It was such a glaring exterior “defect,” it boggles the mind how it got past several rounds of quality control.

You’d think after making Tundras in Texas for over 20 years, Toyota would have their truck-making process down to a science, every truck exiting their factory as perfect as the ones before it. But, if this one issue has anything to say about that, such is not the case.

Former Project Management Engineer David Chao, who famously consulted for Toyota, recently took delivery of a Texas-built 2022 Toyota Tundra TRD PRO in his home country of Canada and published a 20+ minute video praising and pointing out the manufacturing “flaws” he managed to find after a quick once-over.

Check out his video below.

Under Chao’s trained and scrutinizing eye, he was able to find one glaring exterior defect, the letter ‘D’ of TRD Pro on one of the hood’s vents was placed backwards!

Here’s what Chao found and directly under that, what it’s supposed to look like on the other side.
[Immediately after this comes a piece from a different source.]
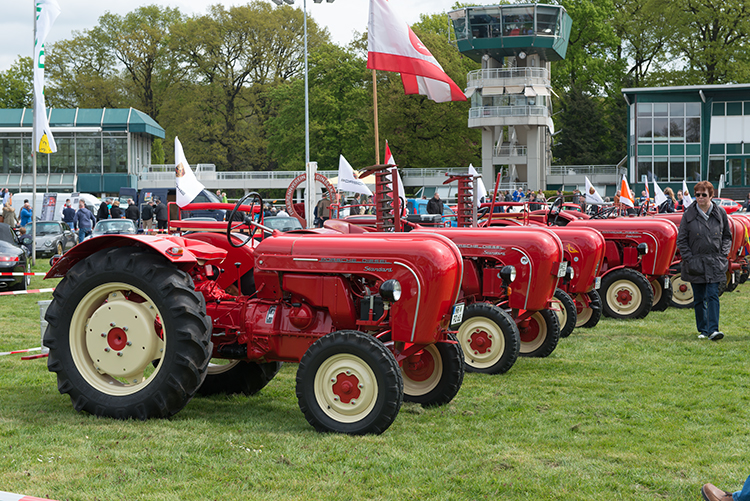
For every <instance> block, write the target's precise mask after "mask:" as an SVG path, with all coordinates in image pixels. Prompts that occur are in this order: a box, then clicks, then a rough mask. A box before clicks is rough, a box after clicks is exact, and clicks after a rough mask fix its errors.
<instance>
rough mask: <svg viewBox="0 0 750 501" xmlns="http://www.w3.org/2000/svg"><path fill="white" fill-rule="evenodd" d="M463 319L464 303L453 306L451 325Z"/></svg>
mask: <svg viewBox="0 0 750 501" xmlns="http://www.w3.org/2000/svg"><path fill="white" fill-rule="evenodd" d="M463 321H464V304H463V303H461V304H457V305H455V306H453V315H451V325H455V324H460V323H461V322H463Z"/></svg>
A colossal or otherwise inconsequential mistake. What do you think?

“I don’t know how they missed that.” Chao said. “And, to be honest, it’s pretty shocking that the quality control people did not see that the supplier made that mistake.”
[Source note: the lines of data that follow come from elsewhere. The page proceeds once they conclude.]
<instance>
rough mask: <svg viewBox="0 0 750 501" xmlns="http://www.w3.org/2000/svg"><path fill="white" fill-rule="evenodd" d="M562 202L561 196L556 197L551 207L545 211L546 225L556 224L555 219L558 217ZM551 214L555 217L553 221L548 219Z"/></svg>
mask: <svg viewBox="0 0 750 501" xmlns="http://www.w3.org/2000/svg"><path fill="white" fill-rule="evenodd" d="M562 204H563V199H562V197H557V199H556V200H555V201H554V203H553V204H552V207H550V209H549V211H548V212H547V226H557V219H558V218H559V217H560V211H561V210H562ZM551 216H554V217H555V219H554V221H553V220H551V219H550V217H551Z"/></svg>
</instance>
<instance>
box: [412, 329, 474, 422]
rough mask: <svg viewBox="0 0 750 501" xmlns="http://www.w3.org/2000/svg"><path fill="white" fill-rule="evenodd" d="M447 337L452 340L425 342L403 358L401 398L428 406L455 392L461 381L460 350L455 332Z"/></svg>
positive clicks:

That was not the only issue, Chao also found a rubber/semi-hard plastic piece of what looks like weather stripping that was misaligned and, when seated correctly, shows a “jagged edge.”
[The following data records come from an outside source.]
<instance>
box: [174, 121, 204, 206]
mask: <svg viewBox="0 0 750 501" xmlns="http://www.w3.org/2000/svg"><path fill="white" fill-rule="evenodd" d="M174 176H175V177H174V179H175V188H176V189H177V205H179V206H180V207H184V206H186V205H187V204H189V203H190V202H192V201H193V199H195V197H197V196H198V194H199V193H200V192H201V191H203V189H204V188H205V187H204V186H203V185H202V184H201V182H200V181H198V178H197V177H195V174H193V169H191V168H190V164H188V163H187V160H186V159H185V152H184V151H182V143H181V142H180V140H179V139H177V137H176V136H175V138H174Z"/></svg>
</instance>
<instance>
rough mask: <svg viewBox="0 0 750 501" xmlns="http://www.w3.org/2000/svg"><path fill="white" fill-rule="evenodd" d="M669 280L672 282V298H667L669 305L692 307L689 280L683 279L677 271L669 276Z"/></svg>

Chao probably financed over $70,000 and after finding this, that’s just not acceptable.

“Maybe it’s not a big deal,” Chao commented “But, it’s something that Toyota should be able to control and manage better. I wouldn’t expect something like that from a 4Runner, which is built in Japan.”

Toyota still build its Prius, the hydrogen-powered Mirai, Land Cruiser, and aforementioned 4Runner in its home country.

Chao finishes off the rest of his video with some comments on the rest of the exterior, moves to the interior, shares how it drives, and offers his overall impressions.

Chao’s mostly satisfied with his purchase and overall build quality.

As Chao mentions, these Tundra TRD Pros are some of the literal first few examples in Canada so, he cuts them a tiny bit of slack, just the tiniest because, after all, it’s Toyota we’re talking about.

You can bet your bottom dollar that once this video makes its way to Toyota HQ, that parts supplier’s going to get a stern talking to.

Were you surprised to find such a glaring exterior “defect” on a Toyota truck that starts out at $67,505?